One morning I come down to the kitchen and Dad isn’t there. I go to his bedroom, find his pillows strewn with opalescent feathers, and I know.In the garden, perched on the sun-warmed fence, is my Dad. He looks almost like the other crows, straight beaked, smooth headed. But his soft eyes give him away. My feet whisper across the grass. The crows side-step the fence, give me a wide berth. Dad holds my questioning stare, croaks a caw. An apology, a goodbye, or both. His wings bristle and I push out the palm of my hand, a stop sign, but it’s too late. In a thrum of wing and wind, Dad rises off the fence and heads skyward, a black knot in the clear blue sky. I watch him and wonder how the air feels underwing, the freedom whistling through his dinosaur bones. 

 


This blew me away, personally. It draws you into a seemingly mundane familial relationship then swells, twists, crescendos and soars like the very best writing.
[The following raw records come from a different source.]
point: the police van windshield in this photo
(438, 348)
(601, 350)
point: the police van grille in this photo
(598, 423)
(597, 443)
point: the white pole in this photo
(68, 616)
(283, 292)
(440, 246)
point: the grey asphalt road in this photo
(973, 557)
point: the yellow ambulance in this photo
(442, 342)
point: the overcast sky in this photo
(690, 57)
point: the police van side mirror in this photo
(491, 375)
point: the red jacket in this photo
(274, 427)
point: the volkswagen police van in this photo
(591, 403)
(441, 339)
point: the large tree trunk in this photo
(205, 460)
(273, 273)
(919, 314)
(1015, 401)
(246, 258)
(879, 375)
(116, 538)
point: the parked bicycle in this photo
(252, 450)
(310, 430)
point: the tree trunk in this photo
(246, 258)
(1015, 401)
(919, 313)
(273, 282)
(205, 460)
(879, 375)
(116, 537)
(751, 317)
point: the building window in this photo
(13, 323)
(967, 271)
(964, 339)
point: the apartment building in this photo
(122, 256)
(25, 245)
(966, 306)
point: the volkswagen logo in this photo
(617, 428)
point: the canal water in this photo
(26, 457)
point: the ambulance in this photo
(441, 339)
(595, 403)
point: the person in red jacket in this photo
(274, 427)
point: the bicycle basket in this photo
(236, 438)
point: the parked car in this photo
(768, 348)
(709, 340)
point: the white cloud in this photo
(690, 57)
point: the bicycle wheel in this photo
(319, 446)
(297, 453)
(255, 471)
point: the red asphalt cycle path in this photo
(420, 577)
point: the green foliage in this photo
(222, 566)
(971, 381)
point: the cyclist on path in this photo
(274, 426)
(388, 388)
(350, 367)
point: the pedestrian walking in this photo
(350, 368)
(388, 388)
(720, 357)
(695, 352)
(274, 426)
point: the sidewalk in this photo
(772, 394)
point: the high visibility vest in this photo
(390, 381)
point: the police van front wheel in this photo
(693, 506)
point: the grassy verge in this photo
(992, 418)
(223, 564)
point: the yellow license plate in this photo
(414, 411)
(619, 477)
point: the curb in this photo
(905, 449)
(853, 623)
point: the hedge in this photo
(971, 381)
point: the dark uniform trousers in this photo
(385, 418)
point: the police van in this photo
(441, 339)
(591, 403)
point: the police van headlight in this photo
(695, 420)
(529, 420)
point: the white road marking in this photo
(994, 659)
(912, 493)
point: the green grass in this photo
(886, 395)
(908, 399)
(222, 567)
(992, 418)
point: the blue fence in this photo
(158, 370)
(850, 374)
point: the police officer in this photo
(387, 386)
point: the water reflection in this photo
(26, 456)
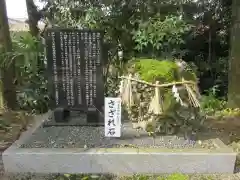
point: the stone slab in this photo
(104, 159)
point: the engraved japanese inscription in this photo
(74, 60)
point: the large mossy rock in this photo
(165, 71)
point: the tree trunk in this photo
(8, 69)
(33, 17)
(234, 61)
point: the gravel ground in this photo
(93, 137)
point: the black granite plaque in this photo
(74, 60)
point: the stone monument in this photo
(74, 65)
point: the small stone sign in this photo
(112, 117)
(74, 60)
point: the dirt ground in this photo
(228, 130)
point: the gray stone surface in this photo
(93, 137)
(97, 159)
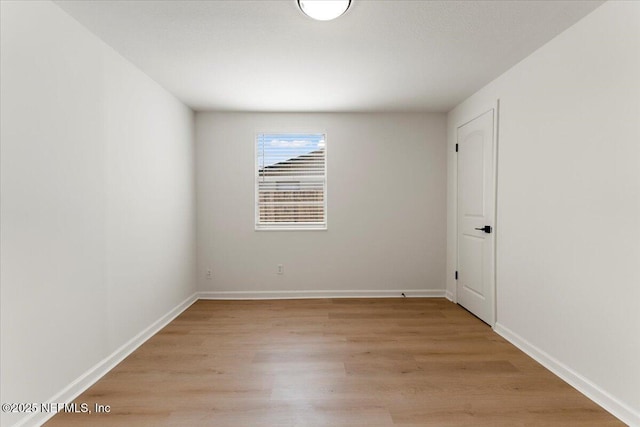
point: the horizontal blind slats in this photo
(291, 180)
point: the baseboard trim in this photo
(257, 295)
(91, 376)
(617, 408)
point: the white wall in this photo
(386, 207)
(568, 210)
(98, 207)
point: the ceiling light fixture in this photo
(324, 10)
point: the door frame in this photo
(495, 106)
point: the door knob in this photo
(486, 229)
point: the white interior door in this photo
(476, 206)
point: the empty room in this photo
(320, 213)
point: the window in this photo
(291, 181)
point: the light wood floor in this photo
(332, 362)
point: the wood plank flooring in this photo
(332, 362)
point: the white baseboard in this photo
(619, 409)
(86, 380)
(248, 295)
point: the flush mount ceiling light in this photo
(324, 10)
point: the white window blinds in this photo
(291, 181)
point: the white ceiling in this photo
(380, 56)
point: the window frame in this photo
(256, 205)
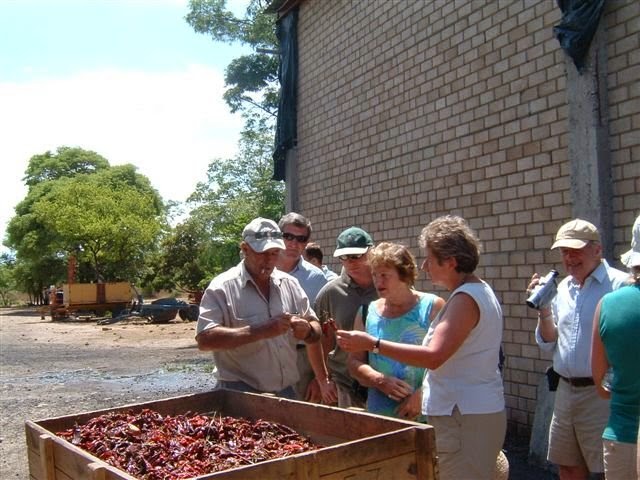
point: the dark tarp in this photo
(286, 126)
(579, 24)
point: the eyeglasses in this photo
(353, 256)
(263, 235)
(298, 238)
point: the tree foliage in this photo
(109, 218)
(66, 162)
(252, 80)
(7, 281)
(236, 191)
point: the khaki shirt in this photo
(233, 300)
(341, 299)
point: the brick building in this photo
(407, 110)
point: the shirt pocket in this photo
(250, 321)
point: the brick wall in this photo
(410, 110)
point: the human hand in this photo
(411, 407)
(355, 341)
(394, 388)
(278, 325)
(300, 327)
(329, 391)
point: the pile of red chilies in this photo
(150, 446)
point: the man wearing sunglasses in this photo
(339, 301)
(252, 316)
(296, 231)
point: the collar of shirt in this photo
(245, 276)
(599, 275)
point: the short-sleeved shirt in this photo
(340, 299)
(232, 299)
(573, 309)
(310, 277)
(409, 328)
(619, 327)
(470, 378)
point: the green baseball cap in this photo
(353, 241)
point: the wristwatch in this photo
(376, 346)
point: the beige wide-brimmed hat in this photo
(576, 234)
(631, 258)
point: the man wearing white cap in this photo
(565, 329)
(252, 316)
(616, 336)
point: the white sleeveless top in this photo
(470, 378)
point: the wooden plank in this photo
(361, 445)
(426, 460)
(47, 461)
(96, 471)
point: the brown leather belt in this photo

It also made me cry, twice. Extraordinary.

Rachel Edwards

Hard to imagine a steeper flash character arc than what happens in this piece, which one of the other judges said made her cry, twice. A depressed father, whose life is irrevocably changed by an encounter with a crow, and the narrator who is forced to witness the father’s transformation. Does the father experience a breakdown, or a liberation? By the end, we’re not completely sure, but we feel for both the father who glides away forever, and the college-age child who’s left behind, awe-struck. 

Eliot Li

I love the way the story appears to be straightforward, then veers off into a surreal place that somehow feels more real than the real. Fully engages the head and heart

Patricia Q. Bidar

Emily Ives-Keeler lives in Aberdeen, Scotland with her husband and cat. She works for a charity and writes short fiction whenever she can. Her work has previously appeared in Deracine magazine, and is forthcoming in Neon.

2 thoughts on “Second place: Dinosaur Bones by Emily Ives-Keeler

  1. Great story-like all the best ones, thought provoking.
    The first time I’ve seen the juxtaposition of the words ‘crow’ and ‘beautiful.’ I will look at these birds and their not-too-good reputation rather differently from now on!

  2. This piece is so deep. A ‘simple’ story with underlying meanings that are open to interpretation. Such great imagery too. Had me quite teary at the thought of what happened to the dad. Amazing work!